Later, at the site where world leaders are meeting to negotiate a climate pact outside of Paris, [California governor Jerry] Brown urged a small crowd to “never underestimate the coercive power of the central state in the service of good.”
From “Jerry Brown: ‘Never underestimate the coercive power of the central state,” Sacramento Bee, December 7, 2015.
READER COMMENTS
SG
Dec 10 2015 at 10:51am
“You can be sure California is going to keep innovating, keep regulating,” the Democratic governor said. “And, shall I say, keep taxing.”
JJ
Dec 10 2015 at 11:08am
“Sacramento Bee, December 7, 2015.”
December 7. A day that will live in infamy.
MG
Dec 10 2015 at 1:02pm
Who knows what Brown’s really meant, but, ironically, history shows that when the central state uses coercive power in the service of good it tends to under perform compared to when it uses it in the service of evil.
Philo
Dec 10 2015 at 2:08pm
A good quote, but, of course, the last five words (“in the service of good”) are superfluous.
Jon Murphy
Dec 10 2015 at 2:14pm
“Of all tyrannies, a tyranny sincerely exercised for the good of its victims may be the most oppressive. It would be better to live under robber barons than under omnipotent moral busybodies. The robber baron’s cruelty may sometimes sleep, his cupidity may at some point be satiated; but those who torment us for our own good will torment us without end for they do so with the approval of their own conscience. They may be more likely to go to Heaven yet at the same time likelier to make a Hell of earth.
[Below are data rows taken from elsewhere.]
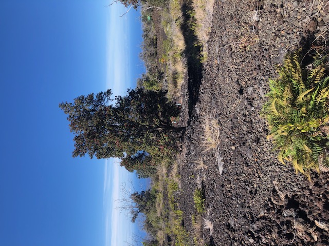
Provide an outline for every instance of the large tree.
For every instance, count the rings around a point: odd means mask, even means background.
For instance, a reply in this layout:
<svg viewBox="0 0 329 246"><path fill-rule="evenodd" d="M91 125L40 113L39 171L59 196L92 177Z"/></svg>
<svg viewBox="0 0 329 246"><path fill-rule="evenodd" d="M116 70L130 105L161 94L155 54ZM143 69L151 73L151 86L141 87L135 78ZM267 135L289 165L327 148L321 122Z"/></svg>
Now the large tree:
<svg viewBox="0 0 329 246"><path fill-rule="evenodd" d="M145 160L150 165L154 164L150 156L175 148L184 128L172 126L171 117L179 111L166 92L139 88L127 92L117 96L115 102L108 90L60 104L75 135L74 157L87 154L90 158L119 157L139 165Z"/></svg>

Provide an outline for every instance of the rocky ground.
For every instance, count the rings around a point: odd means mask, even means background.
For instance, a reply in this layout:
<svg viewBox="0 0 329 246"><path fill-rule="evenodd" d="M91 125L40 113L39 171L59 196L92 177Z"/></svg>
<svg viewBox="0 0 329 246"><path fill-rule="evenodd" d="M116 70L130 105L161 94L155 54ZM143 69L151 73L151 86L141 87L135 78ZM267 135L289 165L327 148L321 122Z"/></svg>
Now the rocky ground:
<svg viewBox="0 0 329 246"><path fill-rule="evenodd" d="M313 174L310 182L280 164L260 116L268 79L286 52L329 40L329 4L321 9L316 2L215 3L203 78L193 80L189 72L190 86L183 88L182 108L190 111L179 160L179 206L189 231L194 191L205 189L203 217L213 225L203 230L206 242L329 245L329 173ZM189 93L196 96L189 101ZM218 147L205 151L207 118L217 119L220 131ZM196 169L200 160L206 167Z"/></svg>

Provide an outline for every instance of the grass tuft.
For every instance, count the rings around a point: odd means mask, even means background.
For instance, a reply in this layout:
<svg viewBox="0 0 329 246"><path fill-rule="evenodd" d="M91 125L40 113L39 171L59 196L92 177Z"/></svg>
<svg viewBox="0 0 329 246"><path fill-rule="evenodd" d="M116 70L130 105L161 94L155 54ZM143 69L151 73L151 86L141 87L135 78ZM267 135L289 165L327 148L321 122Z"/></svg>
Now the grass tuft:
<svg viewBox="0 0 329 246"><path fill-rule="evenodd" d="M207 115L205 118L202 141L203 146L206 148L205 152L212 149L216 150L217 149L220 142L220 131L218 119L212 118L209 115Z"/></svg>

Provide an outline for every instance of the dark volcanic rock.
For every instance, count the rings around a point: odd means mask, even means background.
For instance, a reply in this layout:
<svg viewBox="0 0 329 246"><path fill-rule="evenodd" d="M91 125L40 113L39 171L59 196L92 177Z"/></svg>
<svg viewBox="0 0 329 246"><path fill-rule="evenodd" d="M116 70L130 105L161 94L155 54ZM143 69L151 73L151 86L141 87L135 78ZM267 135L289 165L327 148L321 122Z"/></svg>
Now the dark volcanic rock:
<svg viewBox="0 0 329 246"><path fill-rule="evenodd" d="M207 210L203 217L213 224L211 237L204 230L206 242L329 245L328 174L313 174L311 183L290 166L280 164L260 116L268 79L277 76L275 66L286 52L310 45L309 40L321 33L317 42L327 39L327 32L322 33L323 26L312 17L309 2L215 2L208 59L179 160L184 191L179 204L191 230L191 215L196 213L193 192L198 178L203 182ZM218 149L205 151L203 125L207 115L218 119L220 143ZM195 168L200 158L208 168Z"/></svg>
This very kindness stings with intolerable insult. To be “cured” against one’s will and cured of states which we may not regard as disease is to be put on a level of those who have not yet reached the age of reason or those who never will; to be classed with infants, imbeciles, and domestic animals.”
-CS Lewis
R Richard Schweizter
Dec 11 2015 at 10:02am
That “coercive power of the state” requires human motivations for its exercise.
Real, live, human beings use that power as determined means for determined ends.
The power embodied in a state is only coercive by the purpose, manner and to the extent of its use by humans as means for their ends.